Kershelmar Farms (Pvt) Ltd was the owner of Esidakeni Farm held under Deed of Transfer 1980/90, which it purchased in 2017. The Minister of Lands purportedly acquired the farm via General Notice 3042 of 2020 published on 18 December 2020. The respondent claimed to have been offered a portion of the farm by virtue of an offer letter issued following the acquisition. The applicant company and its shareholder-directors (2nd to 4th applicants) had instituted proceedings to nullify the acquisition in HC 1054/21. The respondent had also instituted eviction proceedings in the Magistrates' Court (MC 924/21). The applicants had been in peaceful possession since 2017, engaged in farming activities, and had installed extensive irrigation infrastructure including boreholes, pumps, and a transformer at their expense. They had planted 150,000 tomato plants (50,000 ready for harvest), 8 million onion plants, and 65,000 butternut plants. In July 2021, the respondent drove over applicants' onion fields during planting, dispatched invaders who attacked the farm manager (forcing him to hide in the bush), switched off irrigation pumps, blocked access to the farm, and subsequently tampered with borehole installations by connecting his own pipes to the main water line, thereby depriving applicants' crops of water.
The court ordered: (1) The respondent and all persons claiming occupation through him to remove themselves within 24 hours from Esidakeni Farm (being subdivision A of subdivision B of Umguza Block measuring 195.8095 hectares and subdivision C of subdivision B of Umguza Block measuring 358.1768 hectares); (2) The respondent to restore to the applicants possession of all farming equipment including irrigation pipes within 24 hours; (3) Failing such removal and restoration, the Sheriff is authorized to evict the respondent and all persons claiming occupation through him; (4) The respondent to pay the costs of suit. The application for interdictory relief was refused.

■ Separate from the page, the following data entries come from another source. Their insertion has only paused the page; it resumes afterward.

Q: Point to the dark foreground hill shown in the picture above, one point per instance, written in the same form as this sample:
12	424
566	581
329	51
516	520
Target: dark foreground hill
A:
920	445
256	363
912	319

The binding legal principles established are: (1) In urgent chamber applications under Rule 60 of the High Court Rules 2021, failure to use Form 23 instead of Form 25 does not per se render the application fatally defective where the application is served on the interested party and the court directs a hearing on notice; (2) A company and its directors have locus standi to institute spoliation proceedings to protect possession of property registered in the company's name, regardless of challenges to the validity of share transfers; (3) To succeed in spoliation proceedings, an applicant must prove: (a) that they were in peaceful and undisturbed possession of the property, and (b) that the respondent wrongfully deprived them of that possession; (4) An offer letter issued by the Minister of Lands does not entitle the holder to occupy land before the current occupier has been duly evicted by due process of law through a court order; (5) The fact that a spoliator may be lawfully entitled to property does not render the seizure any less illegal, and the dispossessed party can still claim a spoliation order; (6) Parties are not allowed to take the law into their own hands through self-help remedies, regardless of the perceived strength of their claims.
The court made several significant observations: (1) Makonese J endorsed and followed the traditional approach to spoliation articulated by the Supreme Court in Botha v Bennet 1996 (2) ZLR 73 (S), noting that recognizing any resort to self-help without a court order is "the surest recipe for disorder, degenerating into possible violence and the aberration of the rule of law"; (2) The court observed that the respondent's attitude, as reflected in his statement that applicants "would rather have me hold on to the offer letter at home and not bother checking in on my rights," demonstrated an improper resort to self-help; (3) The court noted that while applicants sought interdictory relief in their draft order, they made no attempt to canvass and establish the requirements for an interdict in the founding affidavit, highlighting the importance of properly pleading the basis for all relief sought; (4) The court emphasized that the rules of procedure are designed to ensure that litigants are heard and given the opportunity to advance their arguments, reflecting a purposive approach to procedural compliance.
This case reaffirms fundamental principles of Zimbabwean property law in the context of land reform: (1) that offer letters issued by the Minister of Lands do not confer self-executing rights of occupation and do not entitle holders to resort to self-help; (2) that peaceful possession must be restored through spoliation orders regardless of competing claims to ownership or rights to the property; (3) that procedural irregularities in the form of urgent applications will not defeat substantive relief where the opposing party has been properly served and afforded a full opportunity to be heard; and (4) that in spoliation proceedings, the court focuses on the fact of peaceful possession and unlawful dispossession, not on underlying questions of title or ownership. The judgment reinforces the rule of law principle that parties may not take the law into their own hands, even where they may have legitimate claims to property, and must pursue their remedies through proper legal channels.